Tales of the ridge monuments

The monuments marking the First War of Independence fought in 1857 are surprisingly well preserved

Published - July 29, 2012 06:25 pm IST - NEW DELHI:

The Flagstaff Tower in Kamla Park, near Delhi University, where the British put up their last stand against the rebel sepoys

The Flagstaff Tower in Kamla Park, near Delhi University, where the British put up their last stand against the rebel sepoys

It is surprising that the monuments marking the War of Independence of 1857, which, inadvertently, are also memorials to the historical event , are among the best kept in Delhi. Take the Flagstaff Tower in Kamla Park, near Delhi University, where the British put up their last stand against the rebel sepoys. Both the park and the tower are in the best state of preservation. The only detraction is the monkeys who live in hordes on the surroundings trees and snatch bananas from visitors. Among them are mainly foreign tourists, some of whose grandparents fought as members of the East India Company’s force, and old men from the nearby areas who come for morning and evening outings, armed with walking sticks. They sit on the benches and talk about what their ancestors told them about those days when the sepoys and a large number of residents of the Walled City and Old Subzi Mandi made a concerted attack on the spot where now the Flagstaff Tower stands. Among them was Budh Singh, a wrestler who fought with sword and spear and instilled terror in the hearts of his opponents. The freedom fighters were beaten back but Budh Singh, while retreating, rescued a pregnant mem. Instead of taking her to his house, as a hostage or a prized catch for his zenana, (like Shashi Kapoor, hero of the film Junoon , did) he saw her safely off on the road to Karnal, to which town most of the British fugitives were fleeing in retreat. The only recorded case of a pregnant firangi woman, who later delivered a child during the monsoon rain, however is that of Harriet Tytler, wife of Captain Peter Tytler. The unnamed woman rescued by Budh Singh does not find mention anywhere but she is still the subject of gossip.
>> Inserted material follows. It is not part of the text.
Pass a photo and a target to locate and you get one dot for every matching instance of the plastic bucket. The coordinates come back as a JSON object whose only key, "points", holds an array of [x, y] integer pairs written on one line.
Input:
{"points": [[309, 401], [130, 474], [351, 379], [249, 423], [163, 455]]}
Flagstaff Tower, which in its present form came up after the uprising had been quelled, occupies a picturesque spot which gives a bird’s eye-view of the surrounding area — and so does the Mutiny Memorial, also on the Ridge, just above the Subzi Mandi. A British doctor, Fergus Paterson, working for an Indian-owned hospital in London, who visited the Rajpura Cemetery and Badli-ki-Sarai recently, was pleasantly surprised to see their state of preservation. He thought in no other former colonial country would they have maintained monuments that commemorated the officers and men who died battling against freedom fighters. The doctor was able to trace the name of his ancestor on a commemoration tablet and photograph it so that it could find a place in the family album. As the memorial looks down on the sprawling city of Delhi, it is not difficult to imagine why the British gunners picked the spot to fire on the sepoys massed up. This place now provides a safe refuge for young lovers trying to hide from the public eye. Whatever they may do may not be known but they do scribble their initials on the tablets as a reminder of their afternoon amours.

As one drives down from this monument to Nicholson Cemetery outside Kashmere Gate, one does not see any more reminders of the revolt, except for the city wall in the distance, pockmarked with the signs of the cannonading done by the Tommies encamped on the Ridge near Hindu Rao’s mansion.

The cemetery, where quite a few of the British who fell during the uprising are buried along with their hero, Brigadier-General John Nicholson, is now so well preserved that a U.K. High Commissioner, Sir Michael Arthur, who helped in its restoration, thought that it surpassed many of the cemeteries in Britain, with its tombstones giving a glimpse of the history of 1857. Besides the big epitaph on Nicholson’s grave there are smaller ones telling us about the infants who died in those days. Had the poet Thomas Gray seen this graveyard he may have written an even more memorable elegy than he is famous for. Besides the “rude forefathers”, generals, soldiers, priests, nuns, and men, women and children from every walk of life sleep here in perpetual peace, not to mention the mom of the young British soldier — who asked the passing stranger “not to regard it as a place of dreary gloom” since it happened to contain his “beloved mother’s tomb”.